Reputation: 191
I have a list of directories extracted from os.walk
. I removed the files because I don't need them.
.
|____A
|____G
|____H
|____K
|____L
|____B
|____I
|____J
|____C
|____D
|____E
|____F
|____M
So it looks like this:
['.', ['A', 'B', 'C', 'D', 'E', 'F']], ['A', ['G', 'H']], ['A\\G', []], ['A\\H', ['K', 'L']], ['A\\G\\K', []], ['A\\G\\L', []], ['B', ['I', 'J']], ['B\\I', []], ['B\\J', []], ['C', []], ['D', []], ['E', []], ['F', ['M']], ['F\\M', []]
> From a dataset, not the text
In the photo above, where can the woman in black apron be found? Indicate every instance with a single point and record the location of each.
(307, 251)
What I actually need is a real representation of the tree structure in a list like so:
['.', ['A' ['G', 'H' ['K', 'L']], ['B' ['I', 'J']], 'C', 'D', 'E', 'F' ['M']]
ty ;)
Upvotes: 2
Views: 721
Reputation: 46899
this does not return the datatype you are looking for but a nested dictionary (as this feels more natural to me as a tree structure):
from collections import defaultdict
lst = (['.', ['A', 'B', 'C', 'D', 'E', 'F']],
['A', ['G', 'H']], ['A\\G', []],
['A\\H', ['K', 'L']], ['A\\G\\K', []], ['A\\G\\L', []],
['B', ['I', 'J']], ['B\\I', []], ['B\\J', []], ['C', []],
['D', []], ['E', []], ['F', ['M']], ['F\\M', []])
def rec_dd():
""""recursive default dict"""
return defaultdict(rec_dd)
tree = rec_dd()
for here, dirs in lst:
if not here.startswith('.'):
cur_tree = tree['.']
else:
cur_tree = tree
for key in here.split('\\'):
cur_tree = cur_tree[key]
for d in dirs:
cur_tree[d] = rec_dd()
you can pretty print it this way:
import json
print(json.dumps(tree, sort_keys=True, indent=4))
and the result is:
{
".": {
"A": {
"G": {
"K": {},
"L": {}
},
"H": {
"K": {},
"L": {}
}
},
"B": {
"I": {},
"J": {}
},
"C": {},
"D": {},
"E": {},
"F": {
"M": {}
}
}
}
Upvotes: 1
Reputation: 71461
You can construct a dictionary from the flattened values, and then use recursion:
import re
d = ['.', ['A', 'B', 'C', 'D', 'E', 'F']], ['A', ['G', 'H']], ['A\\G', []], ['A\\H', ['K', 'L']], ['A\\G\\K', []], ['A\\G\\L', []], ['B', ['I', 'J']], ['B\\I', []], ['B\\J', []], ['C', []], ['D', []], ['E', []], ['F', ['M']], ['F\\M', []]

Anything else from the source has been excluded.